My defense is that sometimes lying is an act of kindness or wisdom. And I have biblical precedents. When David fled from King Saul, he asked the high priest for food, saying he was on an urgent journey for the king. (See 1 Samuel 21.) In that same chapter David pretended to go crazy to save his life and those of his men. Later he lied to Achish, claiming to be Israel’s enemy.
Recently, my friend David Morgan helped me by using the word motive. Why do I lie? To gain an advantage? If I want to sell my house and know there’s a serious problem but say everything is fine, I’m lying and taking advantage of someone else. Clearly wrong.
Sometimes we speak truthfully and injure sensitive individuals. Or we lie to encourage and comfort them. So what if my lie comes from not wanting to hurt a person’s feelings? Some would say, “He needs to hear the truth.”

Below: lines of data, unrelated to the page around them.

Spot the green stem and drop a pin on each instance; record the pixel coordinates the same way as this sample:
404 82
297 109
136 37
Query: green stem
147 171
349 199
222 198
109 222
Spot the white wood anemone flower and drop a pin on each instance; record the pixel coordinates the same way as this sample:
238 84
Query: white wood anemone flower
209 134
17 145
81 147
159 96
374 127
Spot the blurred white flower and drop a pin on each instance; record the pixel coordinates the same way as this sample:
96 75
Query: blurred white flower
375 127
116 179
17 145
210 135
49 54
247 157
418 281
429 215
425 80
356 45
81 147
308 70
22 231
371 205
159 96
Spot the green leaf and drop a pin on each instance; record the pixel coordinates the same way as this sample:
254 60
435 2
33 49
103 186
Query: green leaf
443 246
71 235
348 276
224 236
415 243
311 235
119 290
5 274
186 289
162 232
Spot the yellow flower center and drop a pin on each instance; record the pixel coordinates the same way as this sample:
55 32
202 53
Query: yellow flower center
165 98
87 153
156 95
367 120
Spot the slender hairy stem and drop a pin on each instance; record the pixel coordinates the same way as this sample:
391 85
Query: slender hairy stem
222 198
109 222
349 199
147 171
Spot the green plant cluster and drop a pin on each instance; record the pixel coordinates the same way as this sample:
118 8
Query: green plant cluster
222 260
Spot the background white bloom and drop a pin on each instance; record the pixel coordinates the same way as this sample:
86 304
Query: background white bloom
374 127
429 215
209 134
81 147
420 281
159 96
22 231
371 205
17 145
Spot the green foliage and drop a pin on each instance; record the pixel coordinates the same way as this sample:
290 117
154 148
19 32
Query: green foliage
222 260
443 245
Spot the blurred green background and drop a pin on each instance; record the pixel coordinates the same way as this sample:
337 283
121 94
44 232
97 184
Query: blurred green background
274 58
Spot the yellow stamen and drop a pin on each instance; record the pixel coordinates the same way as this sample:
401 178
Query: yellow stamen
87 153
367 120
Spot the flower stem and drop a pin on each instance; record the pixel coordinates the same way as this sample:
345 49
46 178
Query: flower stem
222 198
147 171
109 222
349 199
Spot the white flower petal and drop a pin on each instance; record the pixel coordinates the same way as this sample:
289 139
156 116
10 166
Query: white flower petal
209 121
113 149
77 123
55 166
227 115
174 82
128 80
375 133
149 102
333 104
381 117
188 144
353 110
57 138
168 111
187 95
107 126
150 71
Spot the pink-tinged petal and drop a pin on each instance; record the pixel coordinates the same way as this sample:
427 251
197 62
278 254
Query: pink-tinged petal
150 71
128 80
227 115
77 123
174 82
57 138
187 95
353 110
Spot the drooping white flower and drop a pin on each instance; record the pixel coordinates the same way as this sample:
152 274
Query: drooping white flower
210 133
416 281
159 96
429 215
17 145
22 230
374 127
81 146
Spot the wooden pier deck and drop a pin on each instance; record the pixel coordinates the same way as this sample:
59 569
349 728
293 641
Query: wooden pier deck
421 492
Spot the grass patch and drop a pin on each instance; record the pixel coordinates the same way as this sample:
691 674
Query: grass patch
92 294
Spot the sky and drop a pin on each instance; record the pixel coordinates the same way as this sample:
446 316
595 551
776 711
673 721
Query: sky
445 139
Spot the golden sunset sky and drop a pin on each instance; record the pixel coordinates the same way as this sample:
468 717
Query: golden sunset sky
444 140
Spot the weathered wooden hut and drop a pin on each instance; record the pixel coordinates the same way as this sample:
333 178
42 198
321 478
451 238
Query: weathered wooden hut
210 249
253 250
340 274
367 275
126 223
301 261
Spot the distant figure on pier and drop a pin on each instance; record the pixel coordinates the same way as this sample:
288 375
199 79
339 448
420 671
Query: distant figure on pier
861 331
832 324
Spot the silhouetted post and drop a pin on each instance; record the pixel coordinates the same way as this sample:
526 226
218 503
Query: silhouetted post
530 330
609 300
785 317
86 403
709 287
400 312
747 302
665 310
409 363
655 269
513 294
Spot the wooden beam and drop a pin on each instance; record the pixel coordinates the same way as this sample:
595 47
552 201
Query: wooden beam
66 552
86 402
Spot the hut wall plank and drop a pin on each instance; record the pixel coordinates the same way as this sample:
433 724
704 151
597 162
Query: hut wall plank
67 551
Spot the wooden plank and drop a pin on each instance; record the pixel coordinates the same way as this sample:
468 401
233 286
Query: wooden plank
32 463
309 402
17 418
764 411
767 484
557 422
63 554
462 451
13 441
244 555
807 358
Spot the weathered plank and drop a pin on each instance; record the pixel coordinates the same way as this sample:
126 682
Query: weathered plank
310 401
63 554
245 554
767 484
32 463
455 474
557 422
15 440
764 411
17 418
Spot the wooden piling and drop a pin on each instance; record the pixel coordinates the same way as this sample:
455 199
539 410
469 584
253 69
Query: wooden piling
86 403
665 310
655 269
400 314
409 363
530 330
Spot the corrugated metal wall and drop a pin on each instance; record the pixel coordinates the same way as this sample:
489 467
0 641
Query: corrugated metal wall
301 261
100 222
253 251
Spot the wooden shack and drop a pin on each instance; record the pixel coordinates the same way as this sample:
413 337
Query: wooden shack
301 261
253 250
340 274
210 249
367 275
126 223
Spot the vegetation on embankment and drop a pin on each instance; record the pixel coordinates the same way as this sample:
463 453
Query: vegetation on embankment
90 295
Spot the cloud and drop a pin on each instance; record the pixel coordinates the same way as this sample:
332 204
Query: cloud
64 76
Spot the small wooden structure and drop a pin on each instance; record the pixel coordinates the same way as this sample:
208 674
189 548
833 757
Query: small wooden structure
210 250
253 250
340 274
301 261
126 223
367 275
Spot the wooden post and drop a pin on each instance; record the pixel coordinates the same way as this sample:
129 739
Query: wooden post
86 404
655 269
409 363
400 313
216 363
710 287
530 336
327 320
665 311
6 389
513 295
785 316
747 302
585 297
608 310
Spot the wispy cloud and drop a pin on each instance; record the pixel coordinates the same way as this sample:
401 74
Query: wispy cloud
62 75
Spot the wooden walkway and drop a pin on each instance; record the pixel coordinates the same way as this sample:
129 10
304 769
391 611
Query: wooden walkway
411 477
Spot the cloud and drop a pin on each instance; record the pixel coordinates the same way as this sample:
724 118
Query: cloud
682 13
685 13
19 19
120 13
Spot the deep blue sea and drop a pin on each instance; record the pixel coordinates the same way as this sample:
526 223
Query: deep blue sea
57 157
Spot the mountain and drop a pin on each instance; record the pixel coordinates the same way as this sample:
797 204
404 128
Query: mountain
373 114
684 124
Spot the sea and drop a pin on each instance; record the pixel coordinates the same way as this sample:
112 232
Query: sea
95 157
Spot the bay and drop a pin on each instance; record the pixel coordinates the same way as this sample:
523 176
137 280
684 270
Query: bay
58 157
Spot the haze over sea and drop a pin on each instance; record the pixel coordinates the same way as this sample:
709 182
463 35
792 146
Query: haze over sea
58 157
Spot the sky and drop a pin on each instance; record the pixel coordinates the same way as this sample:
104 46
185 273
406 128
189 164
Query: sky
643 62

But what if I want to encourage or support individuals? For instance, a friend gave her first public lecture. Afterward she asked, “How did I do?”
“You were barely tolerable,” I could have said. Instead my words were, “You did well.”
When my friend David spoke about motive, I thought of an incident near the end of my first year in Kenya. I wasn’t afraid of making mistakes, and I spoke the Luo language within three months. Shirley, being cautious, took nearly a year to become fluent.
One day, Rosalie said to her. “You speak excellent Luo.”
Later I confronted Rosalie. “My wife speaks bad Luo.”
“That is so.”
“You lied. Do you know what happens to people who tell lies?”
“Yes, sir,” she said. “They go to heaven because they make people happy.”
Simplistic theology, but her motive was right.